Downloading http://codh.rois.ac.jp/kmnist/dataset/kmnist/train-images-idx3-ubyte.gz
Downloading http://codh.rois.ac.jp/kmnist/dataset/kmnist/train-images-idx3-ubyte.gz to data/KMNIST/raw/train-images-idx3-ubyte.gz


  0%|          | 0/18165135 [00:00<?, ?it/s]

Extracting data/KMNIST/raw/train-images-idx3-ubyte.gz to data/KMNIST/raw

Downloading http://codh.rois.ac.jp/kmnist/dataset/kmnist/train-labels-idx1-ubyte.gz
Downloading http://codh.rois.ac.jp/kmnist/dataset/kmnist/train-labels-idx1-ubyte.gz to data/KMNIST/raw/train-labels-idx1-ubyte.gz


  0%|          | 0/29497 [00:00<?, ?it/s]

Extracting data/KMNIST/raw/train-labels-idx1-ubyte.gz to data/KMNIST/raw

Downloading http://codh.rois.ac.jp/kmnist/dataset/kmnist/t10k-images-idx3-ubyte.gz
Downloading http://codh.rois.ac.jp/kmnist/dataset/kmnist/t10k-images-idx3-ubyte.gz to data/KMNIST/raw/t10k-images-idx3-ubyte.gz


  0%|          | 0/3041136 [00:00<?, ?it/s]
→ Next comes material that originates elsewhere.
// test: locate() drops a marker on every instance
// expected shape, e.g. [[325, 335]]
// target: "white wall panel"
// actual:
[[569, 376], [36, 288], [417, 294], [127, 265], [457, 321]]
Extracting data/KMNIST/raw/t10k-images-idx3-ubyte.gz to data/KMNIST/raw

Downloading http://codh.rois.ac.jp/kmnist/dataset/kmnist/t10k-labels-idx1-ubyte.gz
Downloading http://codh.rois.ac.jp/kmnist/dataset/kmnist/t10k-labels-idx1-ubyte.gz to data/KMNIST/raw/t10k-labels-idx1-ubyte.gz


  0%|          | 0/5120 [00:00<?, ?it/s]

Extracting data/KMNIST/raw/t10k-labels-idx1-ubyte.gz to data/KMNIST/raw



In [2]:
kmnist_loader = DataLoader(kmnist, batch_size=len(kmnist))

In [3]:
kmnist_data = next(iter(kmnist_loader))[0]

In [4]:
kmnist_data.shape

torch.Size([60000, 1, 28, 28])

In [5]:
KMNIST_MEAN = kmnist_data.mean()
KMNIST_STD = kmnist_data.std()
KMNIST_MEAN, KMNIST_STD

(tensor(0.1918), tensor(0.3483))

In [8]:
import torch
from torchvision import datasets, transforms
from torch.utils.data import DataLoader

train_loader = DataLoader(datasets.KMNIST("data", train=True, download=True, transform=transforms.Compose([
        transforms.ToTensor(),
        transforms.Normalize((KMNIST_MEAN,), (KMNIST_STD,))
    ])), batch_size=128, shuffle=True, num_workers=32)
val_loader = DataLoader(datasets.KMNIST("data", train=False, download=True, transform=transforms.Compose([
        transforms.ToTensor(),
        transforms.Normalize((KMNIST_MEAN,), (KMNIST_STD,))
    ])), batch_size=128, shuffle=False, num_workers=32)

In [7]:
import pytorch_lightning as pl
import torchmetrics
import torch.nn as nn
import torch.nn.functional as F
import torch.optim as optim
from optimizee.mnist import KMnistConvModel

class KMNISTClassifier(pl.LightningModule):
    def __init__(self, *args, **kwargs):
        super().__init__()
        self.save_hyperparameters()
        self.model = KMnistConvModel()
        self.criterion = nn.NLLLoss()
        self.metrics = {
            "accuracy": {
                "train": torchmetrics.Accuracy(),
                "val": torchmetrics.Accuracy()
            }
        }

    def step(self, batch, step_name="train"):
        X, y = batch
        outputs = self.model(X)
        loss = self.criterion(outputs, y)
        preds = self.forward(X)
        metric = self.metrics["accuracy"][step_name]
        metric.update(preds.cpu(), y.cpu())
        metric_val = metric.compute()
        self.log(f"{step_name}_loss", loss, on_epoch=True)
        self.log(f"{step_name}_accuracy", metric_val, on_epoch=True)
        return loss

    def forward(self, X, *args):
        return self.model(X)

    def training_step(self, batch, batch_idx):
        return self.step(batch, "train")
    
    def validation_step(self, batch, batch_idx):
        return self.step(batch, "val")

    def predict_step(self, batch, batch_idx):
        X, y = batch
        return self.forward(X)

    def configure_optimizers(self):
        optimizer = optim.Adam(self.model.parameters(), lr=self.hparams.lr)
        return optimizer

In [9]:
import wandb
from pytorch_lightning.loggers import WandbLogger

NUM_EPOCHS = 10

wandb_logger = WandbLogger(project="optml-project", name=f"kmnist")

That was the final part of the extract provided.